SFT Drives Gemini’s Safety Properties

Josh Engels; Arthur Conmy; bilalchughtai; Neel Nanda

This is the third in a series of informal research updates from the Google DeepMind Language Model Interpretability team, in interpretability and adjacent areas. The second post can be found here.

In this short post, we describe a surprising finding: most safety relevant properties in Gemini seem to be caused by the combination of pretraining and SFT, not other training stages like RL.
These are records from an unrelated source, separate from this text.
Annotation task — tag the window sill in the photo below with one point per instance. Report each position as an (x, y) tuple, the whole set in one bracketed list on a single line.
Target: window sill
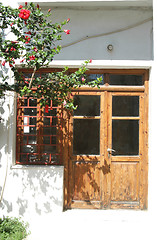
[(18, 166)]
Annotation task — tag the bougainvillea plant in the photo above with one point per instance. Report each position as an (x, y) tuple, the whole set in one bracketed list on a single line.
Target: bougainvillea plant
[(35, 45)]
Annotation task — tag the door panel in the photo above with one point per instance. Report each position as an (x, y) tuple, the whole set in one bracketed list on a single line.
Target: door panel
[(124, 182), (127, 144)]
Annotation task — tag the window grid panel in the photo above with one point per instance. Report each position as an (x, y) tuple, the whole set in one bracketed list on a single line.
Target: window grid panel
[(31, 147)]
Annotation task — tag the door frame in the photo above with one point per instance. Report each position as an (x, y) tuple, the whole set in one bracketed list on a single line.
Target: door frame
[(67, 137)]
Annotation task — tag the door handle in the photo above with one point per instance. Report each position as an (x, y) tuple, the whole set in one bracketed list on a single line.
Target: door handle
[(110, 151)]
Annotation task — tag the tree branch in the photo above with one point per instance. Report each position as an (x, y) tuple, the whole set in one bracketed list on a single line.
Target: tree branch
[(30, 84)]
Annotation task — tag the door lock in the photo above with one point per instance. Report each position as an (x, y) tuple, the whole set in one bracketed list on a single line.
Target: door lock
[(110, 151)]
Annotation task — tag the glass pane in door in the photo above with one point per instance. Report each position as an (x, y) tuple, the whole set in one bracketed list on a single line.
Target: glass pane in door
[(125, 106), (125, 137)]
We do not want to overstate this claim as applying to other model families, and we also note that this may change in future Gemini versions. Nevertheless, this result was counter to our initial expectations and will inform future safety work on our team, and so we felt that it was important to share with the broader safety community.

Experiment

We perform SFT using the Gemini mixture on the pre-training only versions of Gemini 3.1 Pro and Gemini 3 Flash. We then compare these Post-SFT models to the production versions of Gemini 3.1 Pro and Gemini 3 Flash on different safety relevant benchmarks:

Error bars are 95% confidence intervals on the evals.

The main result is that the blue bars (SFT-only models) and orange bars (production models) are remarkably similar across evals.
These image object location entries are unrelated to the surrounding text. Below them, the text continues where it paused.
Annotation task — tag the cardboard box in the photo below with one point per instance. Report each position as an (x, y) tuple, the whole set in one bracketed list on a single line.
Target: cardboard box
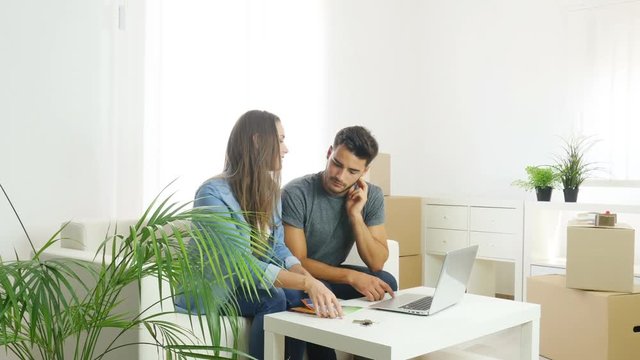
[(585, 325), (403, 222), (410, 271), (380, 173), (600, 258)]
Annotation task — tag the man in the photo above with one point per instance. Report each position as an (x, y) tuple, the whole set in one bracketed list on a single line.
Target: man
[(326, 213)]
An important implication is that for Gemini, SFT is a high leverage place to intervene for model safety and behavior, and we plan to try to intervene here in the future.

Brief Descriptions of Each Set of Benchmarks:

ODCV refers to the benchmark in https://arxiv.org/abs/2512.20798
Alignment evals refer to a version of Petri modified to be single-prompt and filtered to contain only “alignment dilemma” style problems. Single-prompt misalignment refers to how often the model makes the “wrong” decision (as decided by an autorater); eval awareness refers to how often an autorater decides that the model was aware it was in an evaluation.
Safety evals measure the model’s over-refusal rate on benign prompts that look harmful and the model’s unsafe response rate on harmful prompts
The reward hacking environment is an environment where the model is put in a docker container within the Gemini CLI harness and asked to optimize an algorithmic problem against a non-editable file containing a timing script; an autorater measures the percent of rollouts where the model cheats in some way.
Free tier user logs are 50k random, anonymized, and PII-redacted user prompts from AI Studio. We run autoraters for each of the behaviors listed on the models thoughts and responses (note that many of the autorater positives are likely false positives).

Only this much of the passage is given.